On 18 July 2013, the Ministry of Finance (“MOF”) had issued a consultation paper on proposed legislative amendments to be made to the Income Tax Act (“Act”) in order to give effect to a revised Exchange of Information (“EOI”) framework intended to enhance cross-border cooperation in tax cases. Please click here to view Drew & Napier LLC’s update on this.
MOF has now responded to public feedback on the consultation paper and this update discusses MOF’s responses.
KEY RESPONSES TO THE PUBLIC CONSULTATION
Foreign Account Tax Compliance Act
Earlier on, MOF had announced that Singapore would be concluding with the United States, an Inter-Governmental Agreement (“IGA”) that will facilitate financial institutions in Singapore in complying with the United States’ Foreign Account Tax Compliance Act (“FATCA”).
The draft Income Tax (Amendment) Bill, which was annexed to the consultation paper, had contained a proposed new section 105K that was worded to enable the Minister to make an order to implement the IGA. The IGA itself was described in section 105K as an agreement between Singapore and the United States to implement FATCA.
Following public feedback, MOF will be revising the wording of section 105K so that the IGA will not be described as an agreement to implement a law of the United States (since it is not for Singapore as a sovereign state to implement the laws of another state). Instead, the IGA will be described as an agreement to facilitate compliance by financial institutions in Singapore with FATCA.
Allowing IRAS to obtain bank and trust information from financial institutions without having to seek a Court Order
In the public consultation, MOF had also proposed that the Act be amended to allow the Inland Revenue Authority of Singapore (“IRAS”) to obtain for the purposes of EOI, information otherwise protected by secrecy requirements, without having to apply for a Court Order.
It seems there were substantial concerns on this and feedback was given to MOF, that for IRAS to directly obtain information without first applying for a Court Order might undermine the robustness of Singapore’s EOI regime.
However, MOF has rejected this feedback. In its response, MOF reiterated that doing away with the Court Order process was part of the process of streamlining Singapore’s EOI regime in accordance with the internationally agreed standard for EOI developed by the Organisation for Economic Cooperation and Development (“OECD”).
MOF emphasised that there would be no change to the safeguards currently imposed on EOI requests by Singapore from foreign jurisdictions. This would include ensuring that EOI requests are clear, legitimate and foreseeably relevant to the enforcement of the requesting jurisdiction’s tax laws.
Given that IRAS already had substantial experience in handling EOI requests, MOF felt that IRAS is sufficiently well positioned to assess whether these requests are made in accordance with the OECD standard for EOI.

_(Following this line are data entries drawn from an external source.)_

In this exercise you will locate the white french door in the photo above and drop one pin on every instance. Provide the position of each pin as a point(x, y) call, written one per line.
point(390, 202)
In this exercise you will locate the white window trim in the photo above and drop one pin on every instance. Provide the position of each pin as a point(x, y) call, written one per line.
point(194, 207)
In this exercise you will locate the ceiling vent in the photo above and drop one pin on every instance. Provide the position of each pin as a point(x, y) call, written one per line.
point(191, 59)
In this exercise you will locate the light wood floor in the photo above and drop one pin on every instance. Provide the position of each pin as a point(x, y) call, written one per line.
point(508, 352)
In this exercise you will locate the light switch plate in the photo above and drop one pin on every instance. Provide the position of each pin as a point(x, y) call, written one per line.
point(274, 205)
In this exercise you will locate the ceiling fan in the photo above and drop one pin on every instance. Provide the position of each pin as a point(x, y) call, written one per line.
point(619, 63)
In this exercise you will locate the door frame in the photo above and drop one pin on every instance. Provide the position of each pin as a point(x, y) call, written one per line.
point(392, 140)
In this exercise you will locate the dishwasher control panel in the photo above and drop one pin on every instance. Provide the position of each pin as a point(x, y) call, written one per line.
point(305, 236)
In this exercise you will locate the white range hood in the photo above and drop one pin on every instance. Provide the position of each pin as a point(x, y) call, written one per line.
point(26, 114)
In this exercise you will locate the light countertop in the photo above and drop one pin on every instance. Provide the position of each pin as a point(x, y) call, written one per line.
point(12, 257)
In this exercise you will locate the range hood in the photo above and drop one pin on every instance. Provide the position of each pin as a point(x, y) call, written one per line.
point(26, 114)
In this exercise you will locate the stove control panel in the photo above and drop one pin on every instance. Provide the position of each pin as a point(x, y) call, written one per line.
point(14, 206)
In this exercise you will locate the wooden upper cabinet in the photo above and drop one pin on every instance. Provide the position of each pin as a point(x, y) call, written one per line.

Taxpayer’s right of appeal on EOI matters
MOF also received feedback that the Act should provide an express right for taxpayers to appeal against any decision by IRAS on EOI matters.
This feedback has also been rejected. In its response, MOF felt that providing for a right of appeal was unnecessary, given that, as with other tax matters, taxpayers were already able to make representations to IRAS regarding its request for information to fulfil an EOI request.
MOF also pointed out that judicial review of the decision of IRAS in relation to EOI requests would still be available.
Just as the feedback against the abolition of the Court Order procedure, and the feedback to provide for a right of appeal is not unexpected, so the decision by MOF to reject both of them should not really come as a surprise.
While one might continue to question the true motivations of the OECD in developing its new streamlined model for EOI and seeking to impose this new standard on the rest of the world, for Singapore this is now water under the bridge. Having already committed to abide by the OECD standards, if Singapore is to continue to retain credibility in international legal circles, there can be no doubt that our EOI regime must be amended to bring it fully in line with the OECD standard.
Those who are concerned with the potential loss of privacy may understandably be concerned that the courts no longer have a role to independently moderate the EOI process.
However, even if Singapore had bucked the trend and retained the Court Order process, it is not entirely clear that this would really give truly meaningful assurance.
Whether or not to accede to an EOI request is ultimately an administrative decision which only IRAS can make. Just as a court in judicial review proceedings will not substitute its decision for the executive’s, it is hard to imagine that a court that is called upon to endorse an IRAS decision to cooperate with its foreign tax counterparty will approach the matter differently.
At the end of the day, one may be left with no practical alternative but to trust in the good judgment and good sense, of our tax officials to distinguish between legitimate EOI requests and questionable ones.